Buzz Aldrin has been an outspoken proponent of colonizing Mars for many years, and indeed he has numerous books out about his ideas. But the Apollo 11 astronaut, and second man on the Moon, has now gone on record again to reveal he has a new plan to colonize Mars, and wants humans to be living there by 2039 – the 70th anniversary of Apollo 11.
Aldrin is working with the Florida Institute of Technology (FIT) to develop what he calls “a master plan” to colonize Mars in just 25 years. He was speaking yesterday at a signing ceremony to establish the Buzz Aldrin Space Institute at FIT in Melbourne, Florida, this fall.
Aldrin’s proposal is called Cycling Pathways to Occupy Mars. It involves using the Moon, asteroids and the Martian moon Phobos as stepping stones to getting to the surface. He envisages that crews would rotate between Mars and Earth every 10 years. But he stressed that it wouldn’t be “one-way trips;” rather, people would be able to come and go.
“The Pilgrims on the Mayflower came here [the U.S.] to live and stay,” he said, reported the Associated Press. “They didn’t wait around Plymouth Rock for the return trip, and neither will people building up a population and a settlement" on Mars.
Will this be a reality in 25 years? NASA.
On his website, Aldrin explains some more specifics of his plan. In 2026, he envisions that a crew on NASA’s Orion spacecraft could reach an asteroid, using an inflatable Bigelow Aerospace BA330 module as a habitat. This would be followed by bases on the near and far side of the moon, before missions to the Martian moon Phobos begin in the 2030s. Unmanned vehicles would then test landing procedures on Mars, before humans themselves touched down.
“One unique innovation of the mission architecture is to use 'cycler' spacecraft that would travel between Earth and Mars perpetually,” his website says. “The outbound cycler carries three landers with six crew members total.”
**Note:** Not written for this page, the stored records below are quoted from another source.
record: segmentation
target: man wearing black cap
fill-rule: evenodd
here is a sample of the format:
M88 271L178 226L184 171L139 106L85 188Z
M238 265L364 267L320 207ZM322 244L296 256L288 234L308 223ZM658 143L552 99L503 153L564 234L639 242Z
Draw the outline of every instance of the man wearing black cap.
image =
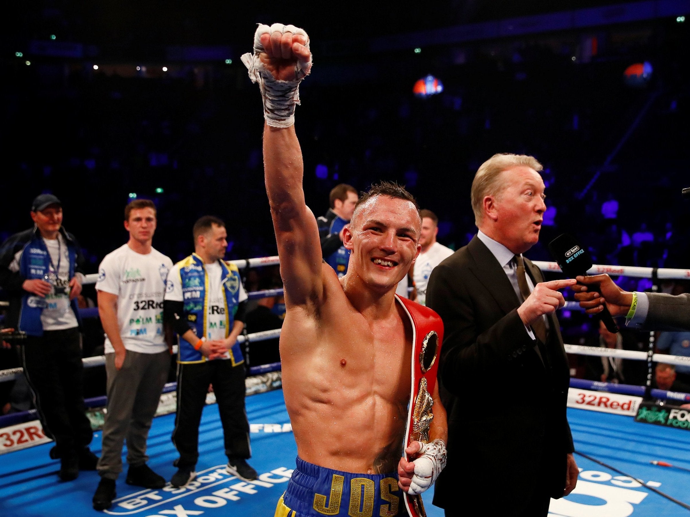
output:
M41 194L31 205L34 227L0 247L0 287L10 296L7 323L27 338L21 349L24 374L46 436L55 441L63 481L93 470L91 425L82 391L83 366L77 296L83 256L62 227L62 203Z

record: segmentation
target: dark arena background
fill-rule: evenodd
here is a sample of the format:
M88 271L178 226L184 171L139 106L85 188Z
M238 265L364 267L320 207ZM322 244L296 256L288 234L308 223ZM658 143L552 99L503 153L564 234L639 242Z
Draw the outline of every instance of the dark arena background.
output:
M627 290L690 292L690 201L681 196L690 186L690 0L36 0L9 3L5 12L0 241L29 228L32 200L53 194L62 202L64 227L83 248L86 272L96 274L103 256L126 241L126 204L149 199L157 208L157 250L173 263L187 256L194 222L217 216L227 225L226 259L238 261L253 307L275 298L277 324L248 323L251 344L245 345L253 465L261 483L248 487L215 470L225 458L210 396L197 485L152 495L121 476L119 498L108 513L273 515L295 467L278 334L251 339L284 317L277 262L244 260L277 255L264 183L261 99L240 61L251 50L257 23L292 23L311 40L313 69L300 88L295 128L306 203L317 216L338 183L366 190L393 180L438 216L438 241L458 250L476 233L469 193L479 165L497 152L531 154L544 167L548 210L540 243L526 256L549 271L547 243L570 233ZM561 278L557 272L547 279ZM99 454L106 374L95 281L85 283L80 307L90 367L84 396ZM573 300L571 292L566 299ZM7 309L6 301L0 304ZM607 465L576 455L578 488L552 501L551 514L690 514L690 412L675 426L640 421L643 402L656 401L648 412L690 402L683 395L690 387L664 388L675 394L668 396L650 389L662 387L654 379L648 383L648 373L669 353L655 348L663 334L626 330L629 353L616 357L628 374L624 383L610 383L597 372L606 358L591 349L600 346L598 321L575 303L559 317L572 345L568 414L575 449ZM687 378L684 334L685 353L671 352L671 363ZM95 472L70 483L55 475L59 462L48 457L50 445L20 384L12 347L0 349L0 515L97 514ZM166 392L149 454L169 479L175 471L174 385ZM540 396L538 385L533 396ZM500 408L497 400L466 403L468 412ZM443 515L431 492L424 495L428 515ZM467 515L502 514L490 502L466 504Z

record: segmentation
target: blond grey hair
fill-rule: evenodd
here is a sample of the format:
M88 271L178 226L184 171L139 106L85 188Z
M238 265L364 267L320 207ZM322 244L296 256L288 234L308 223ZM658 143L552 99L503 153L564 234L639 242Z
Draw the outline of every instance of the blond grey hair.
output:
M484 221L484 199L486 196L497 196L503 190L502 182L499 181L501 172L521 165L529 167L538 172L544 168L534 156L507 152L494 154L480 165L472 181L470 194L477 226Z

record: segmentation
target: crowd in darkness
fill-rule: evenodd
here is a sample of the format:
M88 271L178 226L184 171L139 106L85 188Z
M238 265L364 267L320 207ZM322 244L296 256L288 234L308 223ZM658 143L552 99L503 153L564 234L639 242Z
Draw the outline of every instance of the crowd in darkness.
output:
M602 33L598 54L586 59L568 35L379 54L364 64L316 55L296 114L308 204L319 216L337 183L364 190L395 180L437 214L438 241L457 250L476 231L469 192L479 165L496 152L532 154L544 165L549 211L529 258L551 260L546 244L566 232L595 263L688 267L690 205L680 195L688 186L687 38L635 30ZM645 60L651 79L627 85L623 71ZM173 261L190 254L192 225L207 214L228 225L226 258L276 254L261 101L239 59L170 65L156 77L123 73L127 66L3 65L12 78L2 101L11 128L5 186L13 187L0 240L30 225L34 196L52 192L95 272L124 242L123 207L136 194L156 203L153 244ZM444 92L414 97L415 81L429 72ZM275 287L275 276L259 271L250 281ZM562 318L566 342L596 330L582 315L569 321ZM12 365L1 357L0 369Z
Of course, NASA themselves are working on a plan to get to Mars, which is not too dissimilar to Aldrin’s proposal; they plan to visit an asteroid next year, before beginning missions to Mars in the 2030s. However, Aldrin’s proposal includes a return to the Moon and missions to Phobos, things that are not on NASA’s agenda at the moment but are being considered.
Whether NASA would use Aldrin’s plan, which he is hoping for, is debatable. But there’s little doubt that missions to Mars are gathering pace. And, of course, we have Andy Weir’s movie The Martian to look forward to in October, which is a pretty accurate fictionalization of what future Mars missions might look like.
“Step by step – just as Mercury and Gemini made Apollo possible – we move deeper into space to land on Phobos, the inner moon of Mars, all in prelude to a mission to the Red Planet itself!” Aldrin added on his website.